The Smiths, who share their home with their dog, Jax, a rescued Black Lab and Shar-Pei mix, now call the Driftless Area home. The family farm in Illinois was sold to a doctor who for a time raised goats and used some of the buildings to store boats and RVs.
Some of the silos have been removed and housing projects have eaten away at land that was once cultivated or used as pasture. The 1851 farmhouse he grew up on with his seven siblings is relatively quiet.
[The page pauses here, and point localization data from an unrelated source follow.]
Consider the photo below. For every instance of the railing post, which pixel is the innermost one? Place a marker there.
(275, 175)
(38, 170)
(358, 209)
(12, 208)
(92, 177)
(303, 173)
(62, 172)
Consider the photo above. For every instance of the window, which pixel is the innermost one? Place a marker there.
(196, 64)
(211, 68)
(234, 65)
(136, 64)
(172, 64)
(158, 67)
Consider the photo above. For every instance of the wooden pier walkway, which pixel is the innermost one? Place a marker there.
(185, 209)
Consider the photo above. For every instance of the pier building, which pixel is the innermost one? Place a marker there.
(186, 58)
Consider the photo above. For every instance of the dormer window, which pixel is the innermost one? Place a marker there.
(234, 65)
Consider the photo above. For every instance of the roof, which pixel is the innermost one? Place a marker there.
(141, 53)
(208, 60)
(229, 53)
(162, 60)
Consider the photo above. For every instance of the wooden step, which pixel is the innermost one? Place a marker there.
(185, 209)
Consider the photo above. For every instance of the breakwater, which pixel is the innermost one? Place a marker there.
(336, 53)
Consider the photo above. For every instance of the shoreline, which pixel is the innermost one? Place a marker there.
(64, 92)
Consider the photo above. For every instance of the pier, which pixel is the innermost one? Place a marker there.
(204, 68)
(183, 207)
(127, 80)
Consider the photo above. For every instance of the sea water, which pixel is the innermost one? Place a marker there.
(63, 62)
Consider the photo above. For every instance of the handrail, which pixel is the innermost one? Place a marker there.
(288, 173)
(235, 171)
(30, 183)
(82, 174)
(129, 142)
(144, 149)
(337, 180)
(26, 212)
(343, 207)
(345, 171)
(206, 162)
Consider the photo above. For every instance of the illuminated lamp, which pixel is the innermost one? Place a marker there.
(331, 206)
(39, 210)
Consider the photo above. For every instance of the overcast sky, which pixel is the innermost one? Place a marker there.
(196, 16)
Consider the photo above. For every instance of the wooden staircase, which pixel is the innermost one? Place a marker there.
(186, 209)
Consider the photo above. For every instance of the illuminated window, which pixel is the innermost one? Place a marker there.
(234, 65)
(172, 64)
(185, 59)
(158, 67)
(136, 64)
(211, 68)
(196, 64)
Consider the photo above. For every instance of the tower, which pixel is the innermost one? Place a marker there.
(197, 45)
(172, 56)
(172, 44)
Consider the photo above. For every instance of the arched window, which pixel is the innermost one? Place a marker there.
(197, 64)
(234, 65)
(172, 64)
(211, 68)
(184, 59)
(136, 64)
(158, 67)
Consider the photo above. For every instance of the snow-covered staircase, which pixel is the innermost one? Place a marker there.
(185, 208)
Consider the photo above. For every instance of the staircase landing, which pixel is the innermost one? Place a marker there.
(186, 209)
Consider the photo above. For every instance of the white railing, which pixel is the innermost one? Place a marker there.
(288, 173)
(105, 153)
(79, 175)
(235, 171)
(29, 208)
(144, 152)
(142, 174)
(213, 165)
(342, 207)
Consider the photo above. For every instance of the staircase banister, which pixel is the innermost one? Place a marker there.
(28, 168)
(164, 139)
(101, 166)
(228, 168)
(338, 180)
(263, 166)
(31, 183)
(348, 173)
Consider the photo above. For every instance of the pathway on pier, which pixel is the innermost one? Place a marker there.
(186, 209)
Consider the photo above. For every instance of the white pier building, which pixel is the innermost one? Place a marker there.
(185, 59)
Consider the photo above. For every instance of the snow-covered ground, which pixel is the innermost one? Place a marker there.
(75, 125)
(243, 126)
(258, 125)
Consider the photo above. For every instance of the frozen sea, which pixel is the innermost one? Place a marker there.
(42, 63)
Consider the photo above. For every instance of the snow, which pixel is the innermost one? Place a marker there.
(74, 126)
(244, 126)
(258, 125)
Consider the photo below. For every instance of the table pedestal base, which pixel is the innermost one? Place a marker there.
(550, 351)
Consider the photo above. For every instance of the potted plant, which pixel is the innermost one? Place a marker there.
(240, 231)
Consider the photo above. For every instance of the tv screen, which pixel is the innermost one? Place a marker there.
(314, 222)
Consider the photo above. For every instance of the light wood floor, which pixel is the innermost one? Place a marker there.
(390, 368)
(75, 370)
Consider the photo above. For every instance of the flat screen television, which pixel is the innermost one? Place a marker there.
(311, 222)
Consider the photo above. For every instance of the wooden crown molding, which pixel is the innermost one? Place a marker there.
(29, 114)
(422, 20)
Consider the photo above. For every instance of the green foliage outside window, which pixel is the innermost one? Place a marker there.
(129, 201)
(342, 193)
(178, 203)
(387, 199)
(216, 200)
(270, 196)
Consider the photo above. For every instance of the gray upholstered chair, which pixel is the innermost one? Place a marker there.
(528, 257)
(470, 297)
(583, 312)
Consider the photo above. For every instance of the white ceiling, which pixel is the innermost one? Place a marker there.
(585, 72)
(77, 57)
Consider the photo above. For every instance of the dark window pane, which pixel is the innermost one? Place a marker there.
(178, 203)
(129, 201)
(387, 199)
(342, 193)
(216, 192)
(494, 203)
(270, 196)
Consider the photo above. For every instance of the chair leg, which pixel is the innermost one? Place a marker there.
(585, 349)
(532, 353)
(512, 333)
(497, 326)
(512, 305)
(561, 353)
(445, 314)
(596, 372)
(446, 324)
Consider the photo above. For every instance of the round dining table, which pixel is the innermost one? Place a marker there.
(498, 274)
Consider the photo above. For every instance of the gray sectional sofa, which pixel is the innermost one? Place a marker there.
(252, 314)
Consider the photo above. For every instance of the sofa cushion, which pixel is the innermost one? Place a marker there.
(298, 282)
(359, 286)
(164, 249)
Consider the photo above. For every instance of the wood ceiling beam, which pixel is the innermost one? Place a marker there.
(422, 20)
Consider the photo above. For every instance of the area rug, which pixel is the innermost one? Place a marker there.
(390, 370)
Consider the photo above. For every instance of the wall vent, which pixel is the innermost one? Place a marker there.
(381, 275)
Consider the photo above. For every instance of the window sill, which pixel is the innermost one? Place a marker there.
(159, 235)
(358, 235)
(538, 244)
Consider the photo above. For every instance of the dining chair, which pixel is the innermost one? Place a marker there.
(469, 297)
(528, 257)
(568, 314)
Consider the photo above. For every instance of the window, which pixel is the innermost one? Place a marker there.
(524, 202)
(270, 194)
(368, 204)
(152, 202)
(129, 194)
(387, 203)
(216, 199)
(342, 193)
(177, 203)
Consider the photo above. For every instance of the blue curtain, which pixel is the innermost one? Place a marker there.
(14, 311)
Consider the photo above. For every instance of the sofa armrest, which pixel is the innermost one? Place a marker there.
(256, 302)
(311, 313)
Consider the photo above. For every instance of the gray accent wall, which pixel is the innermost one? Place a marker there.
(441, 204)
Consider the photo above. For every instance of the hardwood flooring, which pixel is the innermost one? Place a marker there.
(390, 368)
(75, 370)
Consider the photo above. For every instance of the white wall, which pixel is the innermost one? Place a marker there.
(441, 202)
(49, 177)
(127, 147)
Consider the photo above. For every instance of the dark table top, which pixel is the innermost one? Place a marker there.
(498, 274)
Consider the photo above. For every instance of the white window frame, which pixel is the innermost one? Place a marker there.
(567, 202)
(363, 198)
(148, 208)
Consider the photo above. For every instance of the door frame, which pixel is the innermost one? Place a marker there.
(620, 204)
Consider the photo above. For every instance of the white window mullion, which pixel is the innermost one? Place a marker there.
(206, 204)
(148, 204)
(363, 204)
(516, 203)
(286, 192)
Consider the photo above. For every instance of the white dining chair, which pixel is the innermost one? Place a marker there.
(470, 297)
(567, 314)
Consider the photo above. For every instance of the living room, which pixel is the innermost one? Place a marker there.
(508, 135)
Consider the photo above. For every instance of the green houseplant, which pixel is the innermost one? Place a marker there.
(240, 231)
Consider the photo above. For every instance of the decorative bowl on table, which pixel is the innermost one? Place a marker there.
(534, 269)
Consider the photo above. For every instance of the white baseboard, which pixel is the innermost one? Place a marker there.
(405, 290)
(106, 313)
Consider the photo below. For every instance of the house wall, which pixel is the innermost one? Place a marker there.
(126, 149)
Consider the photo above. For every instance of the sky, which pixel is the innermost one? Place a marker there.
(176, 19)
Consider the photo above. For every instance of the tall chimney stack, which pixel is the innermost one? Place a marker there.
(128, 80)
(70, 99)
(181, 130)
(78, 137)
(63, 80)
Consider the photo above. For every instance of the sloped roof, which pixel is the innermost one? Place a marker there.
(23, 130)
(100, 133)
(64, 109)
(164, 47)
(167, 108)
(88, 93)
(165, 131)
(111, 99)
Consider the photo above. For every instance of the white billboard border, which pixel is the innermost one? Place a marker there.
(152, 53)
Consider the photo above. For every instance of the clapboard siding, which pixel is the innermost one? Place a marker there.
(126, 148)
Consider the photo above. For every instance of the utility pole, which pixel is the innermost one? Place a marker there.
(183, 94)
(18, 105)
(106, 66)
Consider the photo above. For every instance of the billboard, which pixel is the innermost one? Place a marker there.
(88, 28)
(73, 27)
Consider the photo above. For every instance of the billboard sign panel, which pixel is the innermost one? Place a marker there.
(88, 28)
“It bothers me a lot,” Smith said. “The economic, social and cultural impacts of agriculture are very complex. I think going through it all and going through the emotional turbulence of it really helped me write about it and writing helped me deal with it.
With time off after the move north, Smith began volunteering with DATCAP as an advisor, meeting with farmers, and before long was hired full time.
He took a job in 2011 to become CEO of Midwestern BioAg at Blue Mounds and guide it through a succession plan, but returned to DATCAP in 2013 to serve as Administrator of the Agricultural Development Division.
Since 2018, Smith has served as President and CEO of the Co-operative Network, leading the day-to-day operations of a trade association that represents 250 co-operatives in 12 industries in Wisconsin and Minnesota.
The farming bustle remains with Smith, but he says he feels and looks younger than when he stopped milking, plowing and harvesting 13 years ago.
Near his home there are unused barns, the village of Dover is a ghost town, a former one-room schoolhouse has been vacant for years at Highways K and 14, while at Arena the primary school has been closed , all victims of small farm evolution that continues to decline while struggling to evolve.
“This stress really hits people over a long period of time. It wore my dad out just trying to keep the farm going and he brought in the next generation,” Smith said. “So what I really tried to do with ‘Ancestral’ is talk about the history and heritage of the family farm and show both the good and the bad.”